Oh, and taking care of my sick wife and our one-year-old son.

…I did the only thing I could think of. I called my best friend and told him the whole story. I was sobbing and too embarrassed to care that he was listening to me like that.

“It’s over. I regret having done this. Everything. I can’t imagine anything worse.”I told him.

But I will never forget what he told me.

“Nick, this had to happen.”

That?

“You set out to do something big and risky”he said with complete serenity. “Which means something like this was bound to happen.”

I still didn’t believe him, but he caught my attention.

“Nick, you need to call them and apologize. Profusely. Don’t let them get a word in edgewise. Tell them you’re so sorry and that this affects you in a very personal way. Keep apologizing until they insist you shut up.”.

I was skeptical, but I was desperate. At that point, I was too stressed to think. I felt like a robot, and I decided to do exactly what he told me.

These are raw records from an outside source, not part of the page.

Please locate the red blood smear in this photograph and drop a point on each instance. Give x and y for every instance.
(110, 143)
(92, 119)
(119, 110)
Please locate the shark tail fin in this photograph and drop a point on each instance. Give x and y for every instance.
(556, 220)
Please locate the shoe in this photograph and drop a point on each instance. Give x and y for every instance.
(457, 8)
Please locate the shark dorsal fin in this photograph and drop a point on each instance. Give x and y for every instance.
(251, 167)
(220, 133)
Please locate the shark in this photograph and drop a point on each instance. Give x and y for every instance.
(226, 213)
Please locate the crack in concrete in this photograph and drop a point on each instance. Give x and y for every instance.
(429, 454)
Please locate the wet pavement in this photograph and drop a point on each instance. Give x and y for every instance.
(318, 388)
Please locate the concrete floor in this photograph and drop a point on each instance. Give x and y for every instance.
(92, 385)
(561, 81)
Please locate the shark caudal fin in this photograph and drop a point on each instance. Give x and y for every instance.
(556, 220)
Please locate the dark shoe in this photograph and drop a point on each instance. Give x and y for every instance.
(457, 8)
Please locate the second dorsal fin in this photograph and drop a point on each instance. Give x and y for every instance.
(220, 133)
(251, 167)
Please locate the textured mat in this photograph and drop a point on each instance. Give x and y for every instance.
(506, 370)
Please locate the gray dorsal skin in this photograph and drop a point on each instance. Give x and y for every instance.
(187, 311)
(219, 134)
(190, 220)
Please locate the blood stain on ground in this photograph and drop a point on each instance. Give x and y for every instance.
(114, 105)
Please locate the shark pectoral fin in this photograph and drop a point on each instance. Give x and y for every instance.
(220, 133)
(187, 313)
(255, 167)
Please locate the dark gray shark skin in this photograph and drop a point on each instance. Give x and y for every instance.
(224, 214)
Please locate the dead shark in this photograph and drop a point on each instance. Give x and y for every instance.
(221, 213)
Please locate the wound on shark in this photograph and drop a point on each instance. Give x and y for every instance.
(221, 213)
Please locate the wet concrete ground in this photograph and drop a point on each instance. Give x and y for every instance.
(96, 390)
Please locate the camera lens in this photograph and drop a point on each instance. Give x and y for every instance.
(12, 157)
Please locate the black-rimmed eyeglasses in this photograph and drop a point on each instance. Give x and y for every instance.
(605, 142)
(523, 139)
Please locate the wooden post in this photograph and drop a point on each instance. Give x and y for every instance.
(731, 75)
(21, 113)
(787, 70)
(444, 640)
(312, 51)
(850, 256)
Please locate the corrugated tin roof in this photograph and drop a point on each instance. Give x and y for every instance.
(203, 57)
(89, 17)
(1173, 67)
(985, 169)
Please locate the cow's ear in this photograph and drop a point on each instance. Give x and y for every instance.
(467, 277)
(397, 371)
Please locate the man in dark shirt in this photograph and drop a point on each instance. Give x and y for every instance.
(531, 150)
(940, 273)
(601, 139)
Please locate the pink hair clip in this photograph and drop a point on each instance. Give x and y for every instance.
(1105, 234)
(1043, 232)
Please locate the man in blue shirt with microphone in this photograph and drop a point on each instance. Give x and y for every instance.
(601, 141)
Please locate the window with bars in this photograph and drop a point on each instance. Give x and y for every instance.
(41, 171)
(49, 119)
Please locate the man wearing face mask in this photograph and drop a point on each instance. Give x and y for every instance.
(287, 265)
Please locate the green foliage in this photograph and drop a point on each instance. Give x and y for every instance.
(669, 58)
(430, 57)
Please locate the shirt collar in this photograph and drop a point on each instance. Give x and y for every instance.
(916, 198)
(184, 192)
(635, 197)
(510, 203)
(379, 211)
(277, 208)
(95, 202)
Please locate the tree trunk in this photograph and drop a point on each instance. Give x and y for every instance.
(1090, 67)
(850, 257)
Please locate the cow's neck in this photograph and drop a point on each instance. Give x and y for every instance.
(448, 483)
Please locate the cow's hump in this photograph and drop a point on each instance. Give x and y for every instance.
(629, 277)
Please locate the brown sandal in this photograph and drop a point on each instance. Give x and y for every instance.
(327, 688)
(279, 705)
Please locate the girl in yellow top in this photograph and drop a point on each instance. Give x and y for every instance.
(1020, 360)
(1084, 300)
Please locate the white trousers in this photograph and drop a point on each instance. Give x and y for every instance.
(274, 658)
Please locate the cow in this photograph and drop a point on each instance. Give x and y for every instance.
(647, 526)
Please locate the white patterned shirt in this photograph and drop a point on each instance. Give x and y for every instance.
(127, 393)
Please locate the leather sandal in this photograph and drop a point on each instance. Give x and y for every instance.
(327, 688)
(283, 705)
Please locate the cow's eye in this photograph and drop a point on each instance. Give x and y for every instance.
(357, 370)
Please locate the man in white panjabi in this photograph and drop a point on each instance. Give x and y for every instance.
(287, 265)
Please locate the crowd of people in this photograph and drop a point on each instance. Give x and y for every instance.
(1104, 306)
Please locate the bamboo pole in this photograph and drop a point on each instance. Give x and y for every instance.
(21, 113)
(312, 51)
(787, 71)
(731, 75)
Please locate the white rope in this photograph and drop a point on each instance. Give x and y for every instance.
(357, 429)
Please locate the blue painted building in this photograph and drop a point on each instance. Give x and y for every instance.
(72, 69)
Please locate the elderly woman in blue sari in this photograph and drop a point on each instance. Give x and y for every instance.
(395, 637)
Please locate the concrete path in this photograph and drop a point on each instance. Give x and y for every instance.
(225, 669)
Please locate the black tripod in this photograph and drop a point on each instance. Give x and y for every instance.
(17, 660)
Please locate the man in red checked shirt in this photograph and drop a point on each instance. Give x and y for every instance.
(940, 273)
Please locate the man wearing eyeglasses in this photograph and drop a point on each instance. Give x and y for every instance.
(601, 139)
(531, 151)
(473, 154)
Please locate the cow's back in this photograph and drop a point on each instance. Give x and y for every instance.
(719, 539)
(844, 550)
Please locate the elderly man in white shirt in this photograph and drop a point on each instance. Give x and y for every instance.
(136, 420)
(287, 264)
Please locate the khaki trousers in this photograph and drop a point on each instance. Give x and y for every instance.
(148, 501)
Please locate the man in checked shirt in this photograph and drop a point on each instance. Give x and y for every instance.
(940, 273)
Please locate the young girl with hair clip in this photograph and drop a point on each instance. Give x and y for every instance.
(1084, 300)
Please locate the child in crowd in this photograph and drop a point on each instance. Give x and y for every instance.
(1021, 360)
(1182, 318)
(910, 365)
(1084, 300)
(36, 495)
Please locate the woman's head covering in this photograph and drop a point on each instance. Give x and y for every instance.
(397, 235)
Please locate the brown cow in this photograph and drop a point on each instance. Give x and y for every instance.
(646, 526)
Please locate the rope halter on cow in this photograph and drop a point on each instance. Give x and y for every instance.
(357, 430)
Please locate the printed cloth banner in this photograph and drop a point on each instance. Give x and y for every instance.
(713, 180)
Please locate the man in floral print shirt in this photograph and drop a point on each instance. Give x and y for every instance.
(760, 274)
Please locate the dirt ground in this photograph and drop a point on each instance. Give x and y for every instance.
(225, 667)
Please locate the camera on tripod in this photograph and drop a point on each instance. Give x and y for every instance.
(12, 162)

Monday came and I walked into our conference call. The tension, thousands of miles away and in four different offices, was palpable.

“Apologizing isn’t going to fix this.”said.

They agreed. One of them even laughed in disbelief.

But I continued to apologize. For several minutes. I apologized in every way possible and explained exactly what had happened and why. I didn’t offer to fix anything (because I couldn’t), nor did I pretend that this couldn’t have been avoided.

They fell silent. Finally I stopped.

“Okay”.

That was it. That was all they said, and I’m not even sure which one of them said it. We ended the call, and I spent the next few weeks in a daze.

I felt absolutely horrible. I barely ate. I didn’t work. I tried to tell my wife, but she was still recovering and I didn’t want her to worry. And honestly, it’s hard to convey feelings like that to someone who wasn’t there. «Everything will be fine»he told me, but only because he couldn’t say anything else.

But then, something happened…

I received an email.

It was from Rachel, the project manager I’d utterly failed. The woman whose career I’d nearly ruined. The woman I now wished I’d never even met.

It had been almost a month since my embarrassing, tearful phone call with her and her supervisors. Today I was sitting in Starbucks, searching for data entry jobs on Upwork, any job I couldn’t screw up.

“Nick, we’d like you to help us with something.”

Umm. What!?

“We are putting everything behind us and would like you to manage participant incentives for our teams when we travel.”

I blinked. I rubbed my eyes. I stood up, walked around, and sat back down.

“Even though the project failed, the incentives part went smoothly, and we haven’t found anyone who can do it well. We think we can trust you with this.”

God. Heaven. Tears filled my eyes. I felt like jumping up on the little table in the corner of that Starbucks.

«I’m down»I wrote in response. “When can we chat?”.

Fast forward to today, February 1, 2024.

As of a few hours ago, I have billed this client for $1 million.

They’ve given me plenty of referrals, and introduced me to people who have become some of my closest confidants. I’ve met with them on-site and consulted with them on some awesome stuff. They even once paid for a trip to their headquarters for me, where I met the scientists and market researchers behind some of the world’s most successful consumer goods brands.

My work with them kept the lights on for seven years. That steady income base allowed me to move on to bigger and better things, until I eventually sold that business to one of the world’s leading information technology companies.